REACH Edmonton

REACH Edmonton brought together outreach workers from inner city agencies, Homeward Trust and privacy experts to develop the app.

The 24/7 Edmonton app aims to identify hot-spots for high-needs clients in vulnerable neighbourhoods and helps agencies use their resources efficiently, began development in 2013.

The app came out of a rapid-prototyping process with the University of Alberta MARS Lab to find out it this kind of mobile technology was technically feasible. REACH and its partners then teamed up with local startup developer Atmist to build an app that would follow the workflow of outreach workers in the field while remaining compatible with case management software currently in use.

This process faced a number of challenges, but by far the largest hurdle to clear was the issue of privacy protection.

“When you’re prototyping, the most difficult issues need to be addressed up-front,” said Lindsay Daniller, Director of Community Initiatives and Development at REACH Edmonton. “We heard concerns about protecting the privacy of the clients from the beginning, so we worked with the Office of the Privacy Commissioner to find out what it would take to ensure that these concerns were adequately addressed.”
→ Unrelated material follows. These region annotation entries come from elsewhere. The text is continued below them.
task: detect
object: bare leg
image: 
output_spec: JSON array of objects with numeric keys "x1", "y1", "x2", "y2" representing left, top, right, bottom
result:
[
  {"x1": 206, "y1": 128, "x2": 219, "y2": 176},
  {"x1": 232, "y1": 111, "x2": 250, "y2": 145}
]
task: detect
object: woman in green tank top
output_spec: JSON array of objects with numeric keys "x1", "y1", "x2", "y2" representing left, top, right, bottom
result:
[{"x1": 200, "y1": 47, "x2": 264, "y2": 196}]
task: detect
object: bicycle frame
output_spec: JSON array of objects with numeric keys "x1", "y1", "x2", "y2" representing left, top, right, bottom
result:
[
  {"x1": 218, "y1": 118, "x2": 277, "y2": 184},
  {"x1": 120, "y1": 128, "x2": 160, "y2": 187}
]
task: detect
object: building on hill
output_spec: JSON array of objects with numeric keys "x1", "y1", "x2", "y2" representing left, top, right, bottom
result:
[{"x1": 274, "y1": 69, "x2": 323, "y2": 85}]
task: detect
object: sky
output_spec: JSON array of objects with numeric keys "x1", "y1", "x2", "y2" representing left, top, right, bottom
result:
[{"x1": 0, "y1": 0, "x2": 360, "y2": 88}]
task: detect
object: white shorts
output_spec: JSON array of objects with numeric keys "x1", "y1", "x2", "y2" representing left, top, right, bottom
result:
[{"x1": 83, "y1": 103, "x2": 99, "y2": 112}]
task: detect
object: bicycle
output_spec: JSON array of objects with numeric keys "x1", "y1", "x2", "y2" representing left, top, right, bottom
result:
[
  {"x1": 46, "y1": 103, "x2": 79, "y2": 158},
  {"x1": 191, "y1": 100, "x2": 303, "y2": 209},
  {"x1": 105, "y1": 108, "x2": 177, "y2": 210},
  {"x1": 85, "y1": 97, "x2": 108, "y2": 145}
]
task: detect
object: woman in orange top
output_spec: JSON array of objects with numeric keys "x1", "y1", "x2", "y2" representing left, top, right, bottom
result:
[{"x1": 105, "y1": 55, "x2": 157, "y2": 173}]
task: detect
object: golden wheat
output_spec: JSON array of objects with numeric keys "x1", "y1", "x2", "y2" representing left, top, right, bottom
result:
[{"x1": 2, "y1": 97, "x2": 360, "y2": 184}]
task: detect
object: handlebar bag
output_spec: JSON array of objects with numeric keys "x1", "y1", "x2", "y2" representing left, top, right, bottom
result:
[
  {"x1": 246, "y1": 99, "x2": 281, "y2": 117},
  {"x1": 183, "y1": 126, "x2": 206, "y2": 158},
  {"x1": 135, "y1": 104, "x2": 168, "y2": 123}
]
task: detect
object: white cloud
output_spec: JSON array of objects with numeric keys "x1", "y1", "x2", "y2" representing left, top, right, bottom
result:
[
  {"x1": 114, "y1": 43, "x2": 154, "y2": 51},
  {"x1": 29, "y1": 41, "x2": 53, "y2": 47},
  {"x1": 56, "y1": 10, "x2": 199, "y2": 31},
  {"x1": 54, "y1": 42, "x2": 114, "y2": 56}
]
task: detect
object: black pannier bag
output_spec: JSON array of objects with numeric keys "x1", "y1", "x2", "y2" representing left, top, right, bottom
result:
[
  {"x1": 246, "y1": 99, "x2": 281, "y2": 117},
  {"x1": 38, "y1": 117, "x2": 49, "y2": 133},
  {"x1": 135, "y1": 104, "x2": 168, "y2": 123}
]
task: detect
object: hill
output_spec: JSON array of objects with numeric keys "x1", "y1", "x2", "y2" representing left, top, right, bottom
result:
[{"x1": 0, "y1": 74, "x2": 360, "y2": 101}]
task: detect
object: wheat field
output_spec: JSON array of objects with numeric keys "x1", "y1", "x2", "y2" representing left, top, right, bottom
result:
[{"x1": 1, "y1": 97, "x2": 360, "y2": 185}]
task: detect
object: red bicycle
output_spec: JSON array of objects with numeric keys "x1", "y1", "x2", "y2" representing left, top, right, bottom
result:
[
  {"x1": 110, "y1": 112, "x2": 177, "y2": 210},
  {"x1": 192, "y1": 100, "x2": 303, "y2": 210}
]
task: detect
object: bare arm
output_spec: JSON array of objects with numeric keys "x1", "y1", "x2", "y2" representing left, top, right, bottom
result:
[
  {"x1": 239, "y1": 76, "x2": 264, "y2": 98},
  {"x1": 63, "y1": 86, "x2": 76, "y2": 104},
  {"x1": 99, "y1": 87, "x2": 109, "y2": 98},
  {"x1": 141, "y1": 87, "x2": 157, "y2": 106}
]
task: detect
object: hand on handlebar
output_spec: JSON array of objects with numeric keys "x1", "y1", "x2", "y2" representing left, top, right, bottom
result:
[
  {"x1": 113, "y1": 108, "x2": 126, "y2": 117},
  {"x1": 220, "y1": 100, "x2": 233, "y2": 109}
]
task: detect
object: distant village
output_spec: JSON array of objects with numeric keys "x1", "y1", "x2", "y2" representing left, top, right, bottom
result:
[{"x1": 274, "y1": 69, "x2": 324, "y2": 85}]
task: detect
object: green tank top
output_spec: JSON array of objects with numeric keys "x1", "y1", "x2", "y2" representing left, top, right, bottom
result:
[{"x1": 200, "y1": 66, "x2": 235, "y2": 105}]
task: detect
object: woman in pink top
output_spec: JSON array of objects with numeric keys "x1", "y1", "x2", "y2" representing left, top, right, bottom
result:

By working with the Privacy Commissioner, the app was developed to share information between workers at within their agencies while ensuring that data is encrypted and all personal client data is not permanently stored on the outreach worker’s device.

“This process has demonstrated REACH Edmonton’s role when it comes to these kinds of collaborative projects,” said Daniller. “Our partner agencies are busy running their programs, serving vulnerable Edmontonians, and don’t necessarily have the time and resources to find solutions to these kinds of complex challenges.”

Positive feedback has already been received from the organizations testing the app in the field.

“This app allows us to keep more accurate and comprehensive data on our interactions with clients, especially regarding time and location, which our previous system didn’t do,” said Aidan Inglis, Team Lead of Street Outreach at Boyle Street Community Services. “It saves us time, avoids overlaps and helps us spend less time in the office. It also helps us identify trends and issues among our clients, which we can then come up with a plan to overcome. Overall, the app has been great.”

The app is currently being tested by outreach workers with Bissell Centre, Boyle Street Community Services and the WrapED collaborative team (Africa Centre, Edmonton John Howard Society, Edmonton Police Service, Native Counselling Services of Alberta, REACH Edmonton, YOUCAN Youth Services).